My advice to Ezra is this: Don’t submit to the creeping Broderism that haunts your new editorial home–a Beltway-centered worldview that hones in on narrow details within tightly defined debates, incapable of asking broader or even interesting questions. I would argue that it is Broderism–named after the hallowed and unreadable Post columnist–and not the Internet that has pushed the newspapers to the brink of irrelevancy. Food is such a beguiling, attractive, and vexing topic precisely because it is so broad and far-reaching. It refuses to stay between the lines. In your inaugural column, you write:
[I]t’s not that something is wrong with our food. It’s that particular things are wrong with our food. And knowing what those things are is the first step toward fixing them.
As you investigate the “particular things [that] are wrong with our food,” I think you’ll find yourself wandering into broader fields, including political economy (to speak nothing of science!). Our food system doesn’t exist, and wasn’t created in, a vacuum. And it won’t be “fixed” in a vacuum either. To put it crudely, if we’re going to be a nation populated largely by Wal-Mart workers earning near-poverty-level wages, then our food conglomerates had better know how to profitably crank out extremely cheap food–and they’d better employ a team of food scientists who know how to make it taste good.

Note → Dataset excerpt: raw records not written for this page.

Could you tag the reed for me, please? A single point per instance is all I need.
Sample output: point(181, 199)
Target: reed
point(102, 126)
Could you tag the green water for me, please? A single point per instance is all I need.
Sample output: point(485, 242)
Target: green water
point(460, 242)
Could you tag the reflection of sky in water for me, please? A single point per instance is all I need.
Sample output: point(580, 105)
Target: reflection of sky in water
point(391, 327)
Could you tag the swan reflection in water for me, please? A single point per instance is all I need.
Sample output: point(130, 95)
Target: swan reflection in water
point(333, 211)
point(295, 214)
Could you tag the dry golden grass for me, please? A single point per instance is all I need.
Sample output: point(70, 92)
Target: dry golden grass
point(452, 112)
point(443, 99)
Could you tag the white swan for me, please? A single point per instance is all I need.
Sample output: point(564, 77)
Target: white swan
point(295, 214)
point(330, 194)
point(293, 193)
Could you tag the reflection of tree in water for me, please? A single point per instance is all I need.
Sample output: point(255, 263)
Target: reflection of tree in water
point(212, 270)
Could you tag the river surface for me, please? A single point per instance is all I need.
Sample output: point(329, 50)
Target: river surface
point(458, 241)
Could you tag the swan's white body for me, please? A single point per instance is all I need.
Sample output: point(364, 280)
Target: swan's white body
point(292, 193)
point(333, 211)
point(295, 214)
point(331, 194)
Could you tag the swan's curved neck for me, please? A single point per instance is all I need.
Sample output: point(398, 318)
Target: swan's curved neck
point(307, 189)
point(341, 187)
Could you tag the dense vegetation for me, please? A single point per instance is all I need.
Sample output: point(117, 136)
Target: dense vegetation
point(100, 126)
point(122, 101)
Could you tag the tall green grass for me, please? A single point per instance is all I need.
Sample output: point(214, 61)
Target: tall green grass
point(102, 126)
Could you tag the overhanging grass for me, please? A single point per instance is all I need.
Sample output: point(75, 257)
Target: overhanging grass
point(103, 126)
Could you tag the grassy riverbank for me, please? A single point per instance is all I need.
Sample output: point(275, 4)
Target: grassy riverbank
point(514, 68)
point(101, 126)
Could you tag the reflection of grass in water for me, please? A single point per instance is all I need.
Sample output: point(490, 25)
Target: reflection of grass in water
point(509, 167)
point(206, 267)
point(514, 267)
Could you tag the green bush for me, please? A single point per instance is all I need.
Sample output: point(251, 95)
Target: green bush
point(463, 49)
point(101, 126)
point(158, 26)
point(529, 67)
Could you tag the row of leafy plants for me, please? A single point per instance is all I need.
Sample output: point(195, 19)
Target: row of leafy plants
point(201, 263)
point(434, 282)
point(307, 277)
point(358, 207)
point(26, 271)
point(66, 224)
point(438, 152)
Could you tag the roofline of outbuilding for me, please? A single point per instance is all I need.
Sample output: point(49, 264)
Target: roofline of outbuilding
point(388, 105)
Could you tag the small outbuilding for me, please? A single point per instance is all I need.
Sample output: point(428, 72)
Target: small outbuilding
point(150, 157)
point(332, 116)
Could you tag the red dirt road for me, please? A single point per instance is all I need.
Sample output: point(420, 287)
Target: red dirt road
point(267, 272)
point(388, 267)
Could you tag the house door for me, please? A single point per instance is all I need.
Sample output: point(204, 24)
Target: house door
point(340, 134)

That situation can’t be “fixed” by merely tweaking the Farm Bill or any other D.C. policy mechanism (as much as those mechanisms need tweaking). New food systems (note the plural) will require new economic models. It might be more fruitful to stop looking for for big fixes and start looking for alternatives–which are being constructed on the ground all over the nation and world.
At any rate, welcome to the table, Ezra. Bon appetit! And here’s to yet more new food-system voices in the media–especially ones from people-of-color communities who remain largely marginalized in these vital debates. Like farm fields and much else, public debate thrives on diversity.

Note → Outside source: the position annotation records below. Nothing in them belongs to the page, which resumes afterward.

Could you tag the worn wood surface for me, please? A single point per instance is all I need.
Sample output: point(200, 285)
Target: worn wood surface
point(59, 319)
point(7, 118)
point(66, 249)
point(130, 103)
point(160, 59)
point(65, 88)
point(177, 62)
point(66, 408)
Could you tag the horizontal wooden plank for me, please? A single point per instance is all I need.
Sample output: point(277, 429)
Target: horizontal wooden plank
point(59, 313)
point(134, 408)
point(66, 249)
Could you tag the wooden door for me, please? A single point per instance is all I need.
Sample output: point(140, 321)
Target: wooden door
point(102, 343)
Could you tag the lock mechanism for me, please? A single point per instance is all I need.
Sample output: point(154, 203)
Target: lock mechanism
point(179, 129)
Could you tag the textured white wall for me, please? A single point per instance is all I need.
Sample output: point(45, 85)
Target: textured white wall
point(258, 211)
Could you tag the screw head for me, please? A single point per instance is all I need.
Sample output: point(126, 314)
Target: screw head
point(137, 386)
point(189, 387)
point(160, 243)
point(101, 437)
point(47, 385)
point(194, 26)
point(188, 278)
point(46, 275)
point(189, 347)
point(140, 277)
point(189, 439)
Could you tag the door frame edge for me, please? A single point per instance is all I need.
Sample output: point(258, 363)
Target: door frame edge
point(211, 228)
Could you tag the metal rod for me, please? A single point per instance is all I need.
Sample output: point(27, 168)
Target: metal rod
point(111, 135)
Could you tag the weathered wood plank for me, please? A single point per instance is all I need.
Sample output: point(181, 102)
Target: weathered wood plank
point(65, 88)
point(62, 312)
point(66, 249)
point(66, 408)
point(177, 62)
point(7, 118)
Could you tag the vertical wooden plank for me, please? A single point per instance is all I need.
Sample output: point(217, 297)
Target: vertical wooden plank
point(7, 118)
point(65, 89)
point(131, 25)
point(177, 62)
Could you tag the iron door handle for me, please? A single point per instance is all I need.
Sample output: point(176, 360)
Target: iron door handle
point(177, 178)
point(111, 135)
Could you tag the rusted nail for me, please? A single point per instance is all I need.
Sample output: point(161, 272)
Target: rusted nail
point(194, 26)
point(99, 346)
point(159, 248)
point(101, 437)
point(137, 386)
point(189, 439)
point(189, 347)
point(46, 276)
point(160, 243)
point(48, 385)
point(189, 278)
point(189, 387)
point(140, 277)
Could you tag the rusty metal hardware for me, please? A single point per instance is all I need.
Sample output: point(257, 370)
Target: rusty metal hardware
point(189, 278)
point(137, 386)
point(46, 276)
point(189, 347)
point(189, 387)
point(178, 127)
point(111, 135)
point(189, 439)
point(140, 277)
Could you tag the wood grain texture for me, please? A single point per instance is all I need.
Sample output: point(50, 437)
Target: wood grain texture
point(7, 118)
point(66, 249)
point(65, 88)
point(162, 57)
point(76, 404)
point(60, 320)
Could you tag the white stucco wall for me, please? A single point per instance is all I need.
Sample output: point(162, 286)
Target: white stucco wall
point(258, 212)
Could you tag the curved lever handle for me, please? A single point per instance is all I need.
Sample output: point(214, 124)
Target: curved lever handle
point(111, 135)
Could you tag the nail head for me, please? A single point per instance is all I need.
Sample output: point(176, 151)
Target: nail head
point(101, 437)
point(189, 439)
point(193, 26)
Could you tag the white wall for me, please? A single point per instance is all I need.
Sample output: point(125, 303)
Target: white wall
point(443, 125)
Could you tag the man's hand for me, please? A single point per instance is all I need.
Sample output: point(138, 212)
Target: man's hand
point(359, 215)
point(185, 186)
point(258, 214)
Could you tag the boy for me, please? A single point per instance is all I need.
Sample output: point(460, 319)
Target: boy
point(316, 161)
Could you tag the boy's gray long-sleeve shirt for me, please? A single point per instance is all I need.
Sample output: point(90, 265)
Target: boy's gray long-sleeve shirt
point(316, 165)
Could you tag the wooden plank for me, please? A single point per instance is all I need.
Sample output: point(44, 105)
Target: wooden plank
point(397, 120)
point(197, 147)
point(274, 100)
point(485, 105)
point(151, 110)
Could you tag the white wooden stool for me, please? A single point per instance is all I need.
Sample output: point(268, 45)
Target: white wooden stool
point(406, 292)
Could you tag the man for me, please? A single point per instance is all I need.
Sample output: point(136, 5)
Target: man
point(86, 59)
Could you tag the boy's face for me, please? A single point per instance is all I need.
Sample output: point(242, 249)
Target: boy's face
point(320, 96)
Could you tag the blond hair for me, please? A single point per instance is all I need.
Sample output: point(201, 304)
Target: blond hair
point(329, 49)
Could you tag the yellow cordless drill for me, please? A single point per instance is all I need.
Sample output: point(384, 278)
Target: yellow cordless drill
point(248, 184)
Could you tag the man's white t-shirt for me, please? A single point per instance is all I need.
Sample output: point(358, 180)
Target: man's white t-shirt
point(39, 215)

Will Allen, traveling in Fast Company
Speaking of alternatives, Will Allen of Growing Power has spent the past quarter century working in low-income areas of Milwaukee and Chicago to re-imagine the role of food in cities. Typically, big food conglomerates bring cheap food into the city; in return, wealth drains out–$1000 per capita per year, even in the poorest neighborhoods. In the bargain, people in low-income areas get the side effects of cheap food–high rates of diabetes, overweight, etc–and a few jobs of the clerk/burger-flipper variety.

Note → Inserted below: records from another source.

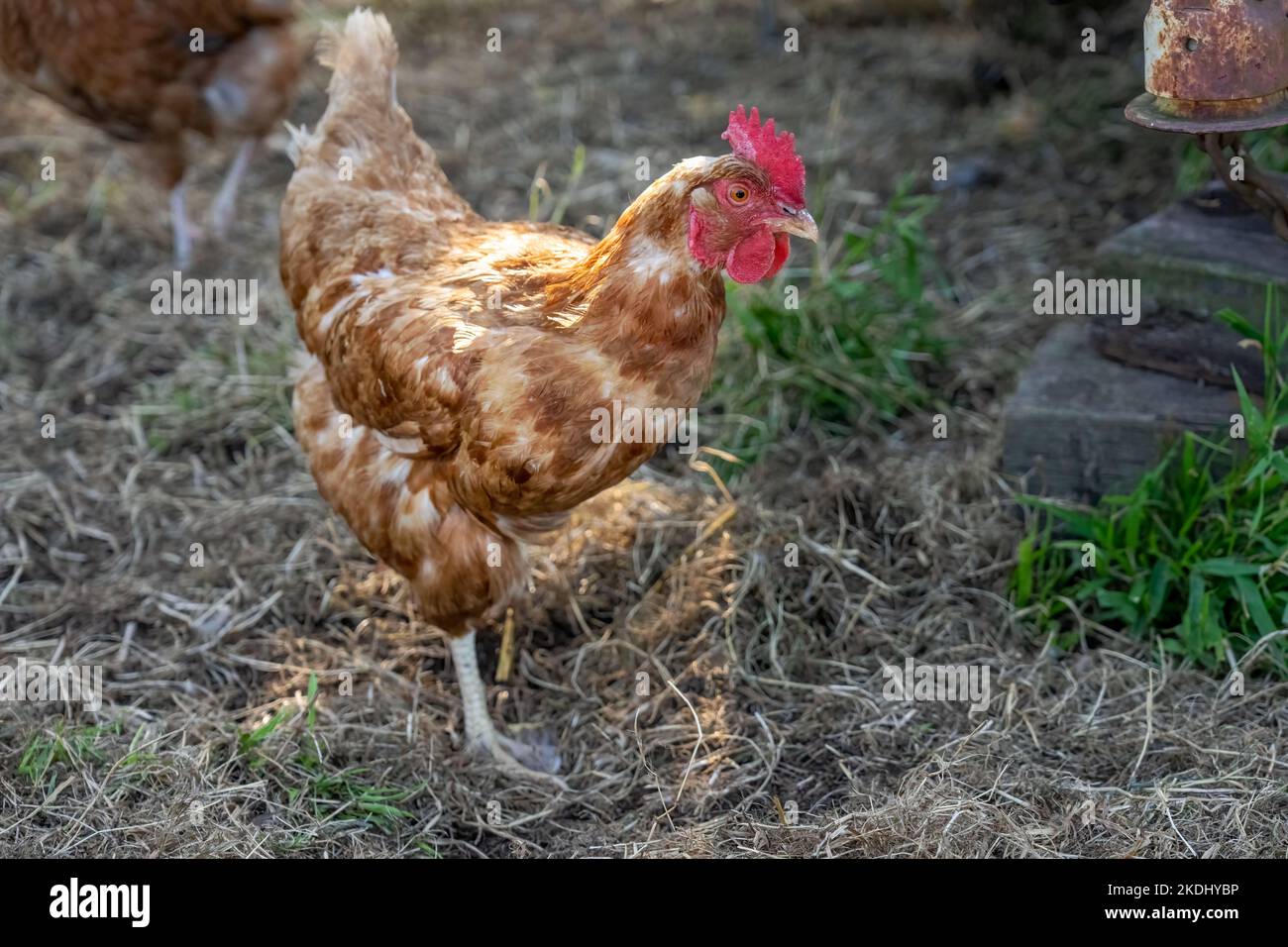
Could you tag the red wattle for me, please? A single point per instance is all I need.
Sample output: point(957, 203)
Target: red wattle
point(755, 257)
point(782, 249)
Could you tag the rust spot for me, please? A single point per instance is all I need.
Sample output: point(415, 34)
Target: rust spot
point(1218, 51)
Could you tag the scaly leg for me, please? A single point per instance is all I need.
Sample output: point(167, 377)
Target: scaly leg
point(481, 736)
point(224, 208)
point(183, 230)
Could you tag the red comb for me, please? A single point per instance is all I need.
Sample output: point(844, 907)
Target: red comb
point(776, 154)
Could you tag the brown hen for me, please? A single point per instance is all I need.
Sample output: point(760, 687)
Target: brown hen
point(150, 71)
point(456, 364)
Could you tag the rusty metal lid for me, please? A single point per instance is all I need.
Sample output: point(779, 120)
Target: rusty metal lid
point(1215, 65)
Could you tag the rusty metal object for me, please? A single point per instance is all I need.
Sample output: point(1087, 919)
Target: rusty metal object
point(1215, 65)
point(1215, 68)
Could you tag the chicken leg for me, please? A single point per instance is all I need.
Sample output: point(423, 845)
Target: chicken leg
point(224, 208)
point(481, 735)
point(184, 231)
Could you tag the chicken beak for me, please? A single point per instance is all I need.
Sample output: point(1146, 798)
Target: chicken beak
point(799, 223)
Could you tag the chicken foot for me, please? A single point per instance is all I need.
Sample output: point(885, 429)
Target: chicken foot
point(481, 735)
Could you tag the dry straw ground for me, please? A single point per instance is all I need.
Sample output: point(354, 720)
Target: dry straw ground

With his urban-farming and community-owned market model, Allen re-conceives food as a community-level economic engine, not sieve–and as something that brings health, not maladies. It’s been great to watch Will, who recently brought home a MacArthur genius prize, get recognized and honored for his hard work. The latest: Fast Company has named him on of the “100 most creative people in business.” Here’s what Fast Company wrote:
If it were up to Will Allen, low-income urbanites would be cultivating fresh fruit, vegetables, and fish in community centers, in empty lots, even on their own rooftops. “People don’t realize that cities originally produced the food,” says Allen, an urban-farming expert who has pioneered a local-farming movement. Rather than bringing people back to the land, Allen’s methods of growing food and teaching urban cultivation are transforming the way low-income families can get safe, affordable meals. “Obesity, diabetes, and inadequate nutrition are increasing at an alarming rate, especially for the poor and people of color,” he says. He considers it a civil rights issue. “I’m interested in creating a more just food system. How do we get the same food to all people?”